Friday, September 12, 2008

Psychologist Appointment

So I went ahead and had my appointment with the psychologist this morning. Luckily I didn't run into the nurse while I was there. The psychologist was a really nice guy, easy to talk to, very understanding. I told him that I didn't think I needed to be there and that I didn't appreciate the nurse making me feel like I was being forced to see a counselor. I told him about things that had happened over the summer and how I was not about to go back to starving myself, and I told him that I was surprised that anyone would have been able to look at me now and think that I might have had an eating disorder. He told me that if someone told him to go around campus and point out people he thought might have an eating disorder, I would be one of them, of a small group. Then he asked me a series of questions that were a test for diagnosing an eating disorder I guess, stuff like "Have you wanted to hurt yourself or anyone else recently," "When was your last period," "Do you feel hungry," "Do you do any kind of purging," "Do you exercise regularly," and some other stuff that I can't remember, but he said that for the most part if I felt like I had things under control he didn't feel like he needed to force any therapy on me, but he is concerned that I don't have my periods. I've been saying honestly for a while now that that is one thing that I really like about this whole thing, it's nice to not have to deal with that. I don't care about all the medical problems that can come from that. But anyway, it was also nice when after our conversations, he said, "Well you have a lot more insight than most people who have sat on the other side of my desk," and that that was nice to hear. I like it when people tell me how insightful or mature or intelligent I am, lol. Then we closed the "meeting" with him saying that if I ever felt like I needed help that I could feel free to call him. We shook hands, and I left. So that was good and easy. I appreciated him listening to me and being honest with me, and also telling me that seeking help was up to me, as long as I wasn't in a life-threatening position. So yeah, for me, it worked out. Now I just need to avoid that nurse, lol.
Well, I'm going to be working dinner tonight, and then I have service to do tomorrow from 8-12 or so, then I'm working dinner, and in the mean time I have tests coming up to study for and reading to do, so this should be a pretty busy weekend for me. But it'll be fine.
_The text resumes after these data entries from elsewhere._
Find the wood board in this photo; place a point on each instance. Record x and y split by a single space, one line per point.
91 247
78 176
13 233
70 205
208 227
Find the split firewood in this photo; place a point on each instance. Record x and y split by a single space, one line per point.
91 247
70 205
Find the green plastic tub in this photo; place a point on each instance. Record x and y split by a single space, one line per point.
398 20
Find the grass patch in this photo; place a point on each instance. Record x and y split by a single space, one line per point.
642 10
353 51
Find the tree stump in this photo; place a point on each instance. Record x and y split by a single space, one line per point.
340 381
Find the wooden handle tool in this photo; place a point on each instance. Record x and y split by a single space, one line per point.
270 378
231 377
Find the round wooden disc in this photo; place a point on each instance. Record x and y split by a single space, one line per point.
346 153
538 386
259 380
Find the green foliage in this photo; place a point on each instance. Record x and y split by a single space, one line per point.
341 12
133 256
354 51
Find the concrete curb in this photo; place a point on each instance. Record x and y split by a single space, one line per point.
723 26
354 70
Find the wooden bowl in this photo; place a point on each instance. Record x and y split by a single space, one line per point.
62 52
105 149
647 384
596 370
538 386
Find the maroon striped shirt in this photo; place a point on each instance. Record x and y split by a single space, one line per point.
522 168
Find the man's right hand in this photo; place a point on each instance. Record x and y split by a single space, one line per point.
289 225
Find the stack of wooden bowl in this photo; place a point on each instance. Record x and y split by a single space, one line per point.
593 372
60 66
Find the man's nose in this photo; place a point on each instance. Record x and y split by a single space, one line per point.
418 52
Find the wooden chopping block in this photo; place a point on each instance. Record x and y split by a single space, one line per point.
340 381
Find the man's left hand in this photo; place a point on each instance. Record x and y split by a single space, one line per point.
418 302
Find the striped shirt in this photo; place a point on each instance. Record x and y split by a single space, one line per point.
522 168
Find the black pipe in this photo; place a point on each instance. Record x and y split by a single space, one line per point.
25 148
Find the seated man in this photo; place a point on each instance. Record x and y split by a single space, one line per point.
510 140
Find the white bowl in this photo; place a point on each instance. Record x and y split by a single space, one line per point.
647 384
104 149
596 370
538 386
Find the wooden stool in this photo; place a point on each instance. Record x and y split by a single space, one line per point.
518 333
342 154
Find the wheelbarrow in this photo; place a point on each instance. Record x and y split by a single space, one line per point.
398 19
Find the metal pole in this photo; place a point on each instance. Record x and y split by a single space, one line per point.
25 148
I just hope mom and Elisa and dad and GM and GP are all ok with the hurricane coming.
Until next time!

1 comments:

The Breat said...

He sounded like a nice guy. I'm glad he felt that you didn't need help. That means you're doing good! If you ever have an episode like last week though, I would think about talking to him about depression. When I go to my therapist, I mainly sit and spout a bunch of crap at her for an hour, but it really helps for someone to give some perspective!